Dans la logique managériale d’efficacité[71] qui est celle de notre
système juridique contemporain, il importe d’affirmer que l’inertie est
contre-productive.
On peut croire
qu’il existe aujourd’hui une prise de conscience de la nécessité à travailler
en ce sens.
Le projet de plan
d’action 2014-2016 de lutte contre la traite, dont certains axes ont été
présentés par la ministre du droit des femmes le 3 février 2014 indique :
« un centre d’hébergement offrant des places sécurisantes et sécurisées,
basé sur un éloignement géographique et la volonté du mineur, sera expérimenté
en lien avec les associations spécialisées[72] ».
Ce même document
prévoit également de développer la formation des professionnels à
l’identification et à la protection des victimes[73]. Ce point s’avère crucial
tant pour améliorer le repérage des situations de traite encore très limité,
que pour favoriser la réintégration des mineurs pris en charge via des centres
spécialisés. En effet, ces lieux ne doivent pas constituer une protection de
l’enfance « parallèle » mais servir de lieu transitoire favorisant l’accès
au droit commun (foyer de l’enfance, famille d’accueil, formation, etc,), mieux
à même de garantir une véritable insertion sociale des victimes.
Le cadre
juridique existe ; les moyens de le rendre effectif sont connus.

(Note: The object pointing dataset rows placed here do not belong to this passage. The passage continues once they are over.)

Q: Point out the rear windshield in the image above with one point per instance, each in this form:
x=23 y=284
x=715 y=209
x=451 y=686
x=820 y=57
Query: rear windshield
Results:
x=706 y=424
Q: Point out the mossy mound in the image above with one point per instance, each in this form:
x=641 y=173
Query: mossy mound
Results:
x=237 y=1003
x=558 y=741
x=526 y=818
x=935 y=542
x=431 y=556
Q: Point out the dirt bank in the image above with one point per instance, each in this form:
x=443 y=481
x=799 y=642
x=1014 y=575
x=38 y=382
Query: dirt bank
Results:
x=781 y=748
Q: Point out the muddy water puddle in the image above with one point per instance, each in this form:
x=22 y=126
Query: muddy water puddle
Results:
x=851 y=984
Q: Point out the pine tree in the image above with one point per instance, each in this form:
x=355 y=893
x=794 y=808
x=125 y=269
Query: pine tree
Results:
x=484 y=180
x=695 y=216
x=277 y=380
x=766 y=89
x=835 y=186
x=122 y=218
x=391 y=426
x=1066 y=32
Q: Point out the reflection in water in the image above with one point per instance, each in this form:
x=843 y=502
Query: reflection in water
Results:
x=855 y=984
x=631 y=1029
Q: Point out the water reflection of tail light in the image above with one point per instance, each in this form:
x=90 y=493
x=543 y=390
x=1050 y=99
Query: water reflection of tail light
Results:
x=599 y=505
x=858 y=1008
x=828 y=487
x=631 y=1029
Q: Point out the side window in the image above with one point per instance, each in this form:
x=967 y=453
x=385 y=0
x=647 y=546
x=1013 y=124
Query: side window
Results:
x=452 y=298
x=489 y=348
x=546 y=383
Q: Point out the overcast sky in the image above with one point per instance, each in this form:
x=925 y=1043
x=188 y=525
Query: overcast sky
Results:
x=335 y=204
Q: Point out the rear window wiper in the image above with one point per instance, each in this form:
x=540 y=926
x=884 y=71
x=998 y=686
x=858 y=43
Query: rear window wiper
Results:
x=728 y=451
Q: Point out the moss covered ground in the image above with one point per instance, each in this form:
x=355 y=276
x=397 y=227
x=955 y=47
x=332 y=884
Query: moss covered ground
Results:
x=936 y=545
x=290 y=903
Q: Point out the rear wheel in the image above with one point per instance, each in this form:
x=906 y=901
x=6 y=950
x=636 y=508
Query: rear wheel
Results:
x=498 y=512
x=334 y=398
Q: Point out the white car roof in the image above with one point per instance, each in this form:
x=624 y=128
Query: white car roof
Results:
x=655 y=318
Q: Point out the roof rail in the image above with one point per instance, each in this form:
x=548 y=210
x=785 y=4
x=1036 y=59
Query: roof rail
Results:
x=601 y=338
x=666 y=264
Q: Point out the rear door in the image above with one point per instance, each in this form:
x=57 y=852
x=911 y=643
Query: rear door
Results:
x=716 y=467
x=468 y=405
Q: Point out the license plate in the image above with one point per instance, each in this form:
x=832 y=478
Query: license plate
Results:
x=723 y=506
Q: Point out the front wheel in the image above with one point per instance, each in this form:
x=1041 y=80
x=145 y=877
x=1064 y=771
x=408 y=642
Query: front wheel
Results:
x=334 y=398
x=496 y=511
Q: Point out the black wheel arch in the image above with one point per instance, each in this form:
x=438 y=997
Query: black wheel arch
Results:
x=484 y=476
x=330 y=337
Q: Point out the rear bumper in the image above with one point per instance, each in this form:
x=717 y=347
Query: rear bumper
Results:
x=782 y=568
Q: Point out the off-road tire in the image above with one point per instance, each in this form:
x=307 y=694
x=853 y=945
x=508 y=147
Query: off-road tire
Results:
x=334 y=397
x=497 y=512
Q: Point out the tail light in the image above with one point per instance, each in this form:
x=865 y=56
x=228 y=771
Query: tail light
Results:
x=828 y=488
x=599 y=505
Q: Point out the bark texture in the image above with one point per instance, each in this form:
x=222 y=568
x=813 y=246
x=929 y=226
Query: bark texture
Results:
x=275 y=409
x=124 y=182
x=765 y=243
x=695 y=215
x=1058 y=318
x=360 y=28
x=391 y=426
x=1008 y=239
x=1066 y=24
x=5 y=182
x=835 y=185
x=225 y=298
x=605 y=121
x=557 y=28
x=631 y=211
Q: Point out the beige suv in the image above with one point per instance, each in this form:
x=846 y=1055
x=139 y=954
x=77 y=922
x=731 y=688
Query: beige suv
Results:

Néanmoins,
tant que le plan n’aura pas été adopté et que des moyens effectifs n’auront pas
été consacrés à l’identification puis à la prise en charge de ces jeunes, ces
mesures resteront des vœux pieux.
L’impuissance
des institutions étatiques à assurer une protection effective de ces mineurs
est un signe encourageant pour ceux qui profitent et des faiblesses de nos
institutions et de la vulnérabilité de ces jeunes. Freiner le développement de
ces pratiques ne pourra se faire sans une volonté forte qui passera par
l’attribution d’un minimum de moyens matériels et humains, mais également par
une meilleure connaissance et compréhension des stratégies criminelles. La
tâche est considérable et s’avère cruciale afin de garantir à ces mineurs un
avenir autre que celui de victimes/auteurs au sein de nos sociétés censées les
protéger.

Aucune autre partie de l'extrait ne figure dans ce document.